Even though a 32 byte symmetric encryption key is already hard to crack, except for the fact that the entropy is limited due to the available alphabet being 0-9 and a-f.

holds, the SQLCipher docs say that they are converting the hex string back to bytes and using that as key instead of the hex string as bytes directly.

Edited September 21, 2018 by apollo13

[totkeks]

6 hours ago, apollo13 said:

Given that the sha512 hash is longer I just truncated -- I just tried to open the file; not exactly sure what enpass actually wants to do

Ah okay, then they just use SHA512 for harder to break hashes or something.

6 hours ago, apollo13 said:

the SQLCipher docs say that they are converting the hex string back to bytes and using that as key instead of the hex string as bytes directly.

Thanks for the hint, then my doubts were for no reason.

I guess we should sticky the algorithm description and the python example somewhere.

[apollo13]

12 minutes ago, totkeks said:

I guess we should sticky the algorithm description and the python example somewhere.

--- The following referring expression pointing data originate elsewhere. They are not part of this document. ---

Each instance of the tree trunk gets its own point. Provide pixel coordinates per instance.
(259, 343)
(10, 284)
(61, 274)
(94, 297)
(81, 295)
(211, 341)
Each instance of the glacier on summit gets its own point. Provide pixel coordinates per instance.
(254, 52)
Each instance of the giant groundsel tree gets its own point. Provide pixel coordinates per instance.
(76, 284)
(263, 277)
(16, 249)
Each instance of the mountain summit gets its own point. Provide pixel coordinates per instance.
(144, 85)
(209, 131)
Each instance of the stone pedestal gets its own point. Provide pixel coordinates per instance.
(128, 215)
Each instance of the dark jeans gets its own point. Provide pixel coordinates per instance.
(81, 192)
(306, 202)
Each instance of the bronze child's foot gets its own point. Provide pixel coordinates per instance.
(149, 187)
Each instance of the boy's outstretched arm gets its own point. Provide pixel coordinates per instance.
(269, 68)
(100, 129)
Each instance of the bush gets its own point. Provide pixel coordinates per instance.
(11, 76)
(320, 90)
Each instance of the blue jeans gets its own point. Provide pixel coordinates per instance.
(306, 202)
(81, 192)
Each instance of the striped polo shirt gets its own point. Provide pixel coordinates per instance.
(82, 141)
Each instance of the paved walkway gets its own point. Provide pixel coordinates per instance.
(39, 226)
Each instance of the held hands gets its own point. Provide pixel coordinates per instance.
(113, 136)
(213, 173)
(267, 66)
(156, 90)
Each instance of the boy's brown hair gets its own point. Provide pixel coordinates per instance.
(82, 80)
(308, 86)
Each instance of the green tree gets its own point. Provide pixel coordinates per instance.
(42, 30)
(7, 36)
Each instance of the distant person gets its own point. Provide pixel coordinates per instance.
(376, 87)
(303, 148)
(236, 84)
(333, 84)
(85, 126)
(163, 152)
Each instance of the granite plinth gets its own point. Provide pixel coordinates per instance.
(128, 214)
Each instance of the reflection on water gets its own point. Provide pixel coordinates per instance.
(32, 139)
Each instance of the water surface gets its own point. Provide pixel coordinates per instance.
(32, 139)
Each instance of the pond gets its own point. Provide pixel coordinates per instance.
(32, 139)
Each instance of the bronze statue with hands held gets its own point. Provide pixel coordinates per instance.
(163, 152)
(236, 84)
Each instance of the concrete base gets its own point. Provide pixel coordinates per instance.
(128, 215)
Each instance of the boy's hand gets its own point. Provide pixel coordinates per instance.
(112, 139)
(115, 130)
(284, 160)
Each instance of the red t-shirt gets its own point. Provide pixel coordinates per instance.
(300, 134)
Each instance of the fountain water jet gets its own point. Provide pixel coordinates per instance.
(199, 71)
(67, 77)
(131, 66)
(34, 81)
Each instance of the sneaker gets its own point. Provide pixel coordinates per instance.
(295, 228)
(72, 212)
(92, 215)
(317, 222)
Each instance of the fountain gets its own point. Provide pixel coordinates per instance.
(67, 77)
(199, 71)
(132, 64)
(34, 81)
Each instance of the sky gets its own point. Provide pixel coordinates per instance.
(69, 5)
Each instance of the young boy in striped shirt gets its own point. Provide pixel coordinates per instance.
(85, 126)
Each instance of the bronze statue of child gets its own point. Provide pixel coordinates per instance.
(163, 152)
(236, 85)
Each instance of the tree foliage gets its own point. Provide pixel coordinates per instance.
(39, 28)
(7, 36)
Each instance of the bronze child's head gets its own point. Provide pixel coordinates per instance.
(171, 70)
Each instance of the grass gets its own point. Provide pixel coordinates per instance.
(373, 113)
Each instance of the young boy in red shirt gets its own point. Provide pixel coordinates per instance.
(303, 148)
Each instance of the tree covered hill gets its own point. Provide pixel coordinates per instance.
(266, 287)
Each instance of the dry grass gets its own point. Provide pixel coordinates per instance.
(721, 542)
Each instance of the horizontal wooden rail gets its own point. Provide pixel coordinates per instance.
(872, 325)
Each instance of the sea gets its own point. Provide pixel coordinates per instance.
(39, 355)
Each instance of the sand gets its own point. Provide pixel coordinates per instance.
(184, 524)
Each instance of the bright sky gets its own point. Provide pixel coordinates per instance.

Yeah, some FAQ or https://www.enpass.io/security would probably be a good place. Didn't get a time to look into the data inside the database, but I think the individual values might also be encrypted. That information should then get added too.

[ataraxia]

Dear Enpass Team,

Could you please share some more detailed info on how to decrypt the AES keys inside the DB? The notes in the security whitepaper are rather brief and a bit too concise. There seem to be multiple tables (Identity, vault_info, etc) that contain binary data and it's unclear how to extract the AES key and initialization vector.

Thanks.

[juja]

@Anshu kumar I would like to support the request for more information. While we know how to read the encrypted database at all, there is no proper information how the passwords are encrypted in the database (how to decrypt the "key" field in items, how to access additional vaults, etc.). The security whitepaper does not explain this. Without this information it is impossible to properly check the security of Enpass and come to a judgement. You were above lauded for not trying "security by obscurity" but one might differ considering this.

So please give us more information. This would really be appreciated. Thank you!

Edited April 3, 2019 by juja

[Akasurde]

@Anshu kumarCould you please provide more details about decrypting the individual rows in `item` table ? Seems like there is no information available.

[Akasurde]

@apollo13 Can you please share your code so that community can take advantage of your findings ? I am stuck here - https://github.com/HazCod/enpass-cli/issues/16#issuecomment-530369397

[apollo13]

@Akasurde I only have what I shared. @Anshu kumar could you please provide some details on how the individual entries are encrypted?

[Akasurde]

@Anshu kumar Any updates ? We are still researching how to decrypt individual entries.